Recovery kinetics for VO2 were initially analyzed with Eq. 1. However, preliminary findings (see RESULTS) demonstrated that, for both the supine and upright heavy-exercise conditions, TD2 in recovery converged back to a value that was not significantly different from that found for TD1. Thus we subsequently fit each of the recovery VO2 curves with a model similar to Eq. 1, except that after phase 1 both the primary and slow exponential terms shared the same time delay (TD1), equivalent to the duration of phase 1 in recovery (3, 12).

The overall kinetics of the response was determined from mean response time (MRT). It was calculated by fitting the response data of VO2 to a monoexponential function that included a single amplitude and time constant, starting from the onset of the transition.

For the comparison with the associated VO2 responses, the baseline, 2-min, and end-exercise values of HR and oxygen pulse [VO2-to-HR ratio (VO2/HR)] during exercise were calculated. Furthermore, the kinetics of HR (half time) were determined in terms of the response time to achieve 50% of change in HR from baseline to end-exercise. The values of minute ventilation (VE) and respiratory exchange ratio (R) during exercise were also calculated.

Statistics

Data are presented as means ± SD. The data were analyzed by using a repeated-measures analysis of variance design. Significant results were further analyzed by Scheffé's post hoc test.
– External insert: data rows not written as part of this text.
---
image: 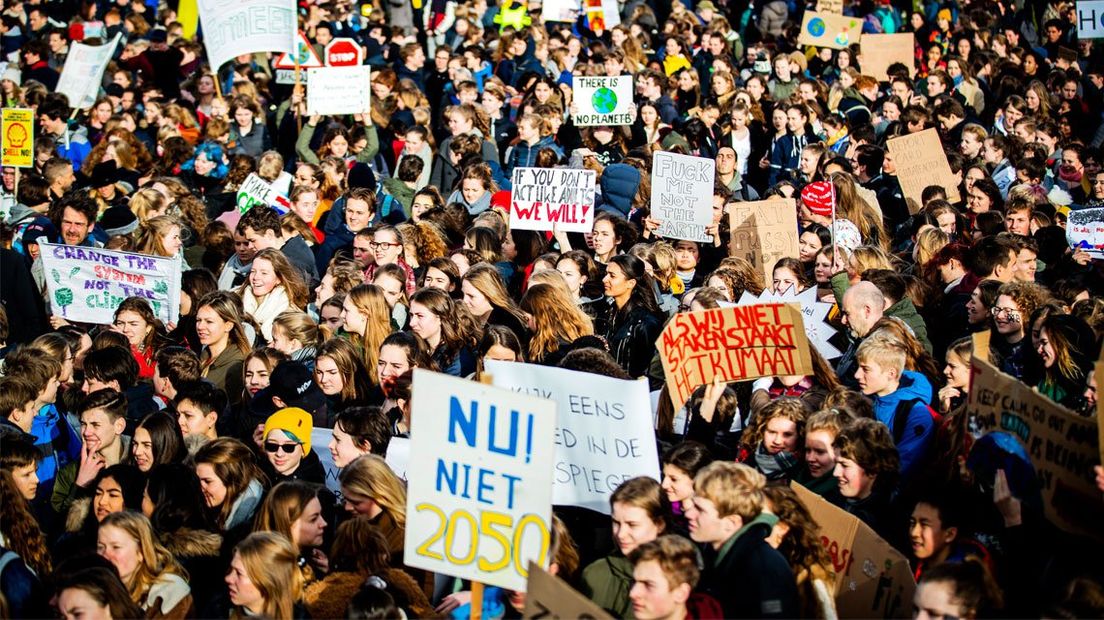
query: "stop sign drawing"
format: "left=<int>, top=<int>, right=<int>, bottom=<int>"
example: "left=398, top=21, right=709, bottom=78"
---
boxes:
left=326, top=38, right=364, bottom=66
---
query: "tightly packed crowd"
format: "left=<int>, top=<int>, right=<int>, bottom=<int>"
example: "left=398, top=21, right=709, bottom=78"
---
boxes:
left=0, top=0, right=1104, bottom=620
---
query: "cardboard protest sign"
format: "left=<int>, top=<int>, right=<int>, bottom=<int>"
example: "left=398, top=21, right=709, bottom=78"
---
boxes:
left=736, top=287, right=843, bottom=360
left=510, top=168, right=598, bottom=233
left=198, top=0, right=298, bottom=71
left=574, top=75, right=633, bottom=127
left=966, top=357, right=1104, bottom=541
left=887, top=128, right=959, bottom=213
left=486, top=361, right=659, bottom=514
left=54, top=33, right=123, bottom=109
left=403, top=368, right=556, bottom=590
left=521, top=564, right=613, bottom=620
left=1065, top=209, right=1104, bottom=259
left=307, top=65, right=372, bottom=116
left=656, top=303, right=813, bottom=409
left=0, top=108, right=34, bottom=168
left=310, top=426, right=341, bottom=494
left=797, top=11, right=862, bottom=50
left=789, top=483, right=916, bottom=618
left=1076, top=0, right=1104, bottom=40
left=859, top=32, right=916, bottom=82
left=728, top=199, right=799, bottom=282
left=651, top=151, right=716, bottom=242
left=39, top=243, right=182, bottom=324
left=237, top=172, right=291, bottom=215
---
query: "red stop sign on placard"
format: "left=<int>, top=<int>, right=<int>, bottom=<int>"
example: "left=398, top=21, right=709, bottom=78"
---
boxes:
left=326, top=38, right=364, bottom=66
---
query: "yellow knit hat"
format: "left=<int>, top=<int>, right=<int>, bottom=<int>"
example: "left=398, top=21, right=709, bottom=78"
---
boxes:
left=264, top=407, right=315, bottom=457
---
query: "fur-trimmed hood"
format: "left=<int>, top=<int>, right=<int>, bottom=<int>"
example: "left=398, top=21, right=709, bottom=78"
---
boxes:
left=160, top=527, right=222, bottom=559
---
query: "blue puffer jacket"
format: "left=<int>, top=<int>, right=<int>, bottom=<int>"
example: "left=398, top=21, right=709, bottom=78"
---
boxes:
left=874, top=371, right=935, bottom=480
left=597, top=163, right=640, bottom=217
Significance was declared at P < 0.05.


    RESULTS
TOP
ABSTRACT
INTRODUCTION
METHODS
RESULTS
DISCUSSION
REFERENCES

Incremental Exercise

Supine posture led to significant reductions in peak work rate, peak VO2, estimated LT, and peak HR compared with upright posture (Table 1).

Moderate Constant Work Rate Exercise

The response for VO2 from baseline to moderate exercise is shown in a representative subject for the two conditions in Fig. 2A. During moderate exercise, the steady-state increase in VO2 (as A'1) and the kinetics in phase 2 (as tau 1) were similar for the two positions, but the overall VO2 kinetics (as MRT) were slower in supine compared with the upright position (Table 2).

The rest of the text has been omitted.